DARS : ROBUST SPARSE FINE-TUNING WITH REGULARIZED SUBSPACE DISALIGNMENT

Published: 05 Mar 2025, Last Modified: 14 Apr 2025SCOPE - ICLR 2025 PosterEveryoneRevisionsBibTeXCC BY 4.0
Track: Main paper track (up to 5 pages excluding references and appendix)
Keywords: Sparse Fine-Tuning, Alignment, Subspace Regularization
TL;DR: We introduce DARS, a novel sparse fine-tuning method that preserves the alignment structure of pre-trained networks by adaptive subspace regularizaiton.

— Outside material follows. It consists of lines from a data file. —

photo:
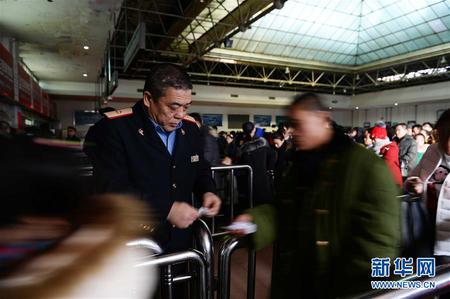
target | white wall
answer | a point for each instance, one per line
(408, 95)
(65, 113)
(420, 113)
(418, 103)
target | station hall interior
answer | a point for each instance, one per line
(371, 60)
(63, 62)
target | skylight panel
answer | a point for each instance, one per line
(437, 26)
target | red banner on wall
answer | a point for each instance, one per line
(6, 73)
(37, 101)
(24, 87)
(45, 104)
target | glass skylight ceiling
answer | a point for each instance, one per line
(348, 32)
(213, 13)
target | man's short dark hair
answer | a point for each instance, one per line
(403, 125)
(196, 116)
(277, 135)
(443, 129)
(427, 123)
(165, 75)
(248, 127)
(308, 101)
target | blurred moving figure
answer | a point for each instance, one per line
(431, 181)
(256, 152)
(422, 146)
(407, 149)
(387, 150)
(154, 152)
(57, 243)
(337, 210)
(209, 142)
(416, 130)
(72, 134)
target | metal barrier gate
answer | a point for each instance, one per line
(203, 257)
(231, 170)
(226, 250)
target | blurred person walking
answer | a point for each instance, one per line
(337, 210)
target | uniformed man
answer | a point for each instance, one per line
(153, 150)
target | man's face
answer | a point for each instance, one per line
(420, 140)
(310, 128)
(170, 109)
(448, 147)
(71, 132)
(278, 142)
(400, 131)
(427, 127)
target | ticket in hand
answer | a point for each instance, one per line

Abstract: Recent works have identified the alignment, which measures a layerwise weight correlation, as a novel yet crucial mechanism for feature learning. We investigate an underlying connection between the alignment learning and the structural fitting of a network to the training data span. Based on this insight, we further demonstrate that fine-tuning on out-of-distribution (OOD) data disrupts this well-aligned structure fitted during the pre-training phase, degrading generalization performance. To address this, we propose DARS, DisAlignment-Regularized Sparse fine-tuning, a novel sparse fine-tuning approach that mitigates disalignment by letting the gradient update to be partially constrained within the principal subspace of the pre-trained network, constructed based on the in-distribution (ID) data used for its pre-training. Specifically, we define the two disjoint subsets of trainable parameters for sparse channel unfreezing: i) a random subset and ii) a subset with higher gradient projections onto the principal subspace. The latter serves as a disalignment regularizer during fine-tuning, while the random subset ensures a minimal bias in parameter selection. By adjusting the ratio between the two subsets, we can control the strength of subspace regularization, thereby balancing the trade-off between generalization capacity and strong fitting to new downstream tasks. By employing DARS, we achieved SOTA performance on various benchmarks, including commonsense and arithmetic reasoning tasks, across LLaMA-7B and LLaMA2-7B.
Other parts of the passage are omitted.